Monday 21 May 2018

Winnowing


Last week I received a package in the mail from a faraway friend of my youth: a beautiful silver and amber ring that I remember from a long ago time in Montreal when she and I would meet on Saturday mornings at the Luxor CafĂ© on Ste. Catherine’s Street to talk about love and life and books. In the accompanying message she wrote that she was sending the ring because she was “winnowing” things, noting that it is a lovely word.
 

It is indeed a lovely word, one which has many meanings. When I mention it to elderly friends, they too claim to be in the process of winnowing. Their process that sounds something like Swedish death cleaning, i.e. chucking things out in order to diminish the workload that may be left for others after one dies.
 

Farmers speak of winnowing wheat, or winnowing rice, depending on their country. The dictionary definition refers to freeing grain from the lighter particles of chaff. When the grain is thrown into the air, the wind blows away the impurities. To winnow is to distinguish the valuable from worthless. To separate the wheat from the chaff.
 

Another dictionary definition for winnowing is “to pursue a course with flapping wings in flying,” Bird watchers sometimes refer to the winnowing flight of snipe, a delightful aural image.

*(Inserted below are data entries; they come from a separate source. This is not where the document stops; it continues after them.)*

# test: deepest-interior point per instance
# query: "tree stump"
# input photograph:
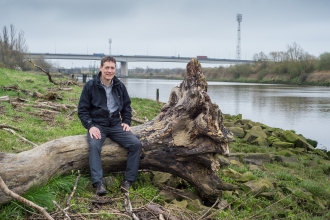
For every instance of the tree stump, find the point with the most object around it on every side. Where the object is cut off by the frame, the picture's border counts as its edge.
(183, 140)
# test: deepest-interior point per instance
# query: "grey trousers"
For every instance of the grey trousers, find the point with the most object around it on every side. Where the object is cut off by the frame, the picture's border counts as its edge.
(125, 139)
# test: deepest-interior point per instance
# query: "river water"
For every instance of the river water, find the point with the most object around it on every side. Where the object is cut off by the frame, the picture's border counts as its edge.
(305, 109)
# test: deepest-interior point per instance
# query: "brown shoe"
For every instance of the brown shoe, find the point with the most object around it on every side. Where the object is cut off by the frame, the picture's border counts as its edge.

Many poets spoke of "winnowing." In his poem "Autumn," Keats spoke of "the winnowing wind," and a collection of WW I poetry is ominously titled "The Winnowing Fan."

There are also references in the bible. Proverbs 20:8 states that when a king sits on his throne to judge he “winnows out all evil with his eyes,” a useful ability for a judge. A very large task as well, given all the evil in the world.

In Jeremiah, we read "I will send foreigners to Babylon to winnow her and to devastate her land” and “I will winnow them with a winnowing fork at the city gates of the land. I will bring bereavement and destruction on my people, for they have not changed their ways."

I was thinking about winnowing when I read about the wealthy men in three-piece suits rioting at Ascot recently. A far cry from “My Fair Lady.” The papers demanded that something needed to be done to keep “these people” out, and a reader commented, “What people? Rich people?” Commenting on the behaviour of these privileged people, someone noted that one could be a future prime minister.

The images of high school shootings makes on think of the need for winnowing out the lawmakers who do not support gun control.

When I see the increasing number of homeless people, miserably curled up in doorways or ditches I know that we have to work at winnowing out city counselors who have dropped the ball on low-cost housing initiatives.

The world is in bad shape, globally and in my own small town.

I won’t resort to knives, but I do wonder where I can get one of those biblical winnowing forks.